Kötü Yazılım Tasarımı

  • Çok sayıda gereksinim göz önüne alındığında, tasarımcılar yalnızca gereksinimlerin ne anlama geldiğini bulmaya çalışırken çok fazla zaman harcadılar. Gerçek tasarım için çok az zaman kaldı.
  • Gereksinim analistleri, yazılı olmayan, gizli bilgilerle yanlarına alarak diğer ödevlere geçtiler.
  • Yukarıdaki iki faktör zayıf tasarımla sonuçlandı. Tasarımcılar hala orijinal zaman çizelgesine göre teslim etmek zorunda kaldılar.

Geliştirme Kısıtlamaları

Kodlama, hatalı yazılım tasarımından dolayı aceleci ve kalitesizdi. Geliştiriciler, zayıf bir yazılım tasarımının zayıf kodla sonuçlanacağının farkındaydı, ancak yine de kararlaştırılan zaman çizelgesine göre teslim etmek zorunda kaldılar. Entegrasyon sırasında pek çok hata bildirilecektir çünkü ünite testleri ve regresyon testleri çalışmadı.
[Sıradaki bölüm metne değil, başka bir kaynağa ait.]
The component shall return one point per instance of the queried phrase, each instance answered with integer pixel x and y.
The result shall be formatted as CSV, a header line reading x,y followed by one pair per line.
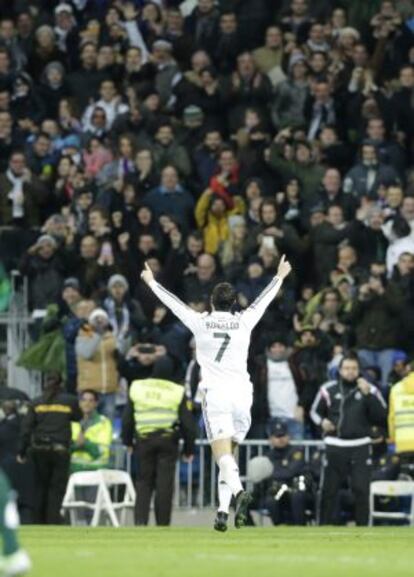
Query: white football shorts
x,y
226,417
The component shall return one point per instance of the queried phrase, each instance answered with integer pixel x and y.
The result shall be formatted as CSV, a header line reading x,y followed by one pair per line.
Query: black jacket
x,y
48,422
352,413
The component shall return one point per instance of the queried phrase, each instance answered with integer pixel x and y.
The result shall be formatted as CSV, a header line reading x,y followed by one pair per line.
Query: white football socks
x,y
229,472
224,494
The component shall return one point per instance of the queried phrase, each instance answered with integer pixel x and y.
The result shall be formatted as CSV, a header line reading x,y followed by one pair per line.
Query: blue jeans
x,y
106,405
382,359
295,428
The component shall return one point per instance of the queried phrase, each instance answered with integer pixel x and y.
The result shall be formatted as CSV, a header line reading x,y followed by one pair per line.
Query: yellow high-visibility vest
x,y
401,415
99,433
156,404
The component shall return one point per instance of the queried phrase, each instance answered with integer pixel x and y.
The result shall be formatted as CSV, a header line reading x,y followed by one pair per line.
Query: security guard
x,y
401,421
157,412
91,437
46,432
345,410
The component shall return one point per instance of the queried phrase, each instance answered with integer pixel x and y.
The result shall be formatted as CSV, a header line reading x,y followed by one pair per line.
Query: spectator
x,y
91,436
346,434
95,351
277,389
375,314
369,174
166,152
21,194
45,268
268,58
198,286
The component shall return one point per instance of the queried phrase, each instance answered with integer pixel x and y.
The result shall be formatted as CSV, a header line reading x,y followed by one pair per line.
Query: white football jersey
x,y
222,338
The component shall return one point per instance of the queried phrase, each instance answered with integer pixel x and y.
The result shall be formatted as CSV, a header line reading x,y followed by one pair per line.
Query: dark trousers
x,y
343,463
289,509
51,477
157,457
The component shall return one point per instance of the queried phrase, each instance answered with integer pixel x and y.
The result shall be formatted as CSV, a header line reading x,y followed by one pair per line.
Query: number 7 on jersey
x,y
223,346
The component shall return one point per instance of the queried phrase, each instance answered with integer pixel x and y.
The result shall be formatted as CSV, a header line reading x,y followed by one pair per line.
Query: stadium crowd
x,y
208,139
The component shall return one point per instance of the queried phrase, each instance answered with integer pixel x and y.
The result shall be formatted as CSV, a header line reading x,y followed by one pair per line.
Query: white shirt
x,y
222,339
281,389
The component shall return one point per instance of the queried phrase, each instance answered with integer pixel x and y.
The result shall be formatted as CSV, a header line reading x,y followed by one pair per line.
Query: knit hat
x,y
46,239
64,8
71,282
117,279
192,112
96,314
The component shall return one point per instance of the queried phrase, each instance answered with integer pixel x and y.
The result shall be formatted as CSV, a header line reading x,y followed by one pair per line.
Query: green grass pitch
x,y
200,552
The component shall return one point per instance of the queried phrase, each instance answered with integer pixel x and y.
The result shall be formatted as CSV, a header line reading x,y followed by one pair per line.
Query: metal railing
x,y
196,482
17,321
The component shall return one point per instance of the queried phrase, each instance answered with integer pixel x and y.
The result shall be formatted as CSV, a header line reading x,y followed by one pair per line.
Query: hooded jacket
x,y
352,412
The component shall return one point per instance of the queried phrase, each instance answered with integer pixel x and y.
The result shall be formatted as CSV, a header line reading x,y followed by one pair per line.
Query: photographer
x,y
283,490
345,410
375,315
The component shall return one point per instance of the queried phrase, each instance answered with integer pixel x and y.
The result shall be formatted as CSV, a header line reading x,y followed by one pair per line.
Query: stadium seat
x,y
391,489
103,480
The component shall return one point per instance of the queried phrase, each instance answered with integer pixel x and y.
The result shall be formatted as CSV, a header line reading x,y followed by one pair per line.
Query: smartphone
x,y
268,242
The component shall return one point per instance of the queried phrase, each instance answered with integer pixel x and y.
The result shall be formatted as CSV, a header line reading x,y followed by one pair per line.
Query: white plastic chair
x,y
103,480
392,489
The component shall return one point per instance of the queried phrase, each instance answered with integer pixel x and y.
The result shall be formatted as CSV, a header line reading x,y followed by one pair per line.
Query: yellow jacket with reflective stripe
x,y
98,439
401,415
156,405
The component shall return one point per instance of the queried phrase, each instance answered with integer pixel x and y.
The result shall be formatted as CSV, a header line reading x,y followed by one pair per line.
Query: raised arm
x,y
186,315
256,310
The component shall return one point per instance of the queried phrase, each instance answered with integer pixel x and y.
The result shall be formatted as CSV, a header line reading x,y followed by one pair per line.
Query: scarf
x,y
15,193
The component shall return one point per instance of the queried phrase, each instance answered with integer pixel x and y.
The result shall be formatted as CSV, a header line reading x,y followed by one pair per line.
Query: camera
x,y
146,349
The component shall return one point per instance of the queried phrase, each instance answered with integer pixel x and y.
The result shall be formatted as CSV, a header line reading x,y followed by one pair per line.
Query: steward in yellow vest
x,y
401,415
157,416
92,437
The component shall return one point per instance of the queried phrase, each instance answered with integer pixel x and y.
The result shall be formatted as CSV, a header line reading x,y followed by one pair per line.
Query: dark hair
x,y
90,392
52,386
400,227
350,356
223,297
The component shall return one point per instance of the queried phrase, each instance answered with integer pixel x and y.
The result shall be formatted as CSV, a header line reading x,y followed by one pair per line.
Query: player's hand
x,y
363,386
327,426
284,268
147,274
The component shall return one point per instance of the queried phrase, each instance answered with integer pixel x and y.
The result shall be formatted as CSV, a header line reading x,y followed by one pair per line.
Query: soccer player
x,y
222,343
15,561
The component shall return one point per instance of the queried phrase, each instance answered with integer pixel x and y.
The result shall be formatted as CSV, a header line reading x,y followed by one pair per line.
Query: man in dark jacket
x,y
345,410
46,432
45,270
376,315
277,389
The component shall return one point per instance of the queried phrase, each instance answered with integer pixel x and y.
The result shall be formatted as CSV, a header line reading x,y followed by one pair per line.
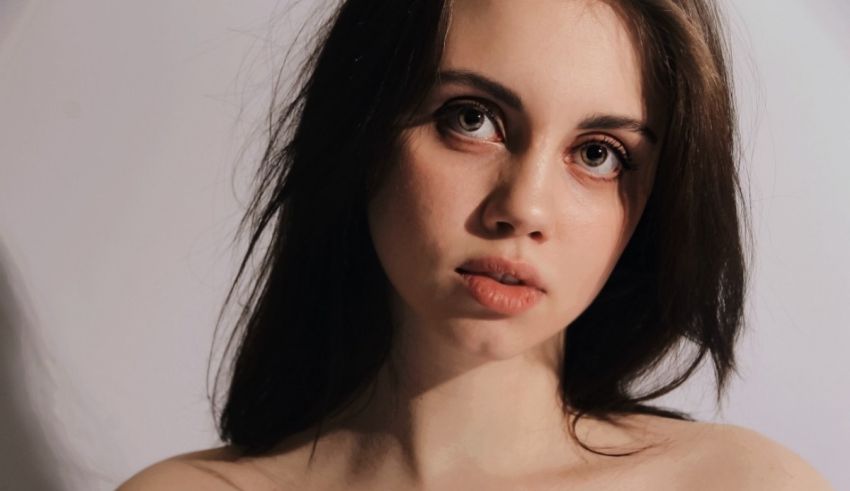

Yazılım dağıtıldığında, müşteri gereksinimlerin zaten değiştiğini ve iş senaryosunun da olduğunu not eder. Yazılımın ayrıca birçok sorunu var. Etkili olarak, yazılım geliştirme çabalarının tümü artık israf olarak kabul edilmektedir.

BT Yukarıdaki Sorunları Çözmek İçin Ne Yaptı?

BT, şelale modelini güçlendirmenin sorunların cevabı olmadığını fark etti. Yeni bir yaklaşıma ihtiyaç vardı. Böylece, Çevik yaklaşımı uygulamaya karar verdi. Yeni yaklaşım çerçevesinde, aşağıdakilere karar verildi:

  • BT, 12 aylık geliştirme döngüsü yerine 90 günlük bir döngüde uygulanabilir yazılım parçaları sunacaktı. Fikir, bir veya iki iş problemine odaklanmak ve 90 gün içinde bir yazılım çözümü sunmayı hedeflemekti. Bu döngünün başlangıcı, gereksinimlerin açıkça tanımlanması, analiz edilmesi ve önceliklendirilmesi için farklı paydaşlar arasında yoğun bir tartışma ile işaretlendi.
  • Hedef, net ve somut iş değerleri sunmaktı. Dahili müşteri, net gereksinimler sağlamak için baskı altındaydı. Böylece, belirsiz hedeflerin yerine, kullanıcı öyküleri açık kabul kriterleri ile verildi.
  • Teslim edilecek olan yazılım tamamen test edilecek ve belgelendirilecektir. Yazılım, önceden sorunları belirlemek için sık sık entegrasyon testlerinden geçiyordu.

Çevik yaklaşımla BT değişen ihtiyaçlara veya iş durumlarına daha kolay adapte olabilir. Kod kalitesi iyileştirildi ve son dakikadaki temel hatalar giderildi.

Sonuç

Çevik, tüm avantajları ve etrafındaki yutturmaca nedeniyle, potansiyelinin tam olarak gerçekleştirilmediği bir aşamadadır. Bunun nedeni birçok kuruluşun yaklaşımı orijinal ilkelerini değiştirecek şekilde özelleştirmesidir. Sonuç olarak, şelale modeli bazı durumlarda geri dönüş yapıyor. Özelleştirme devam ederken, Agiles'in temel prensiplerini korumak önemlidir. Pek çok kuruluş tam olarak Çevik olduğunu iddia ediyor, ancak gerçek anlamda Çevik bir şirket olmak için hala gidecekleri bir yol var.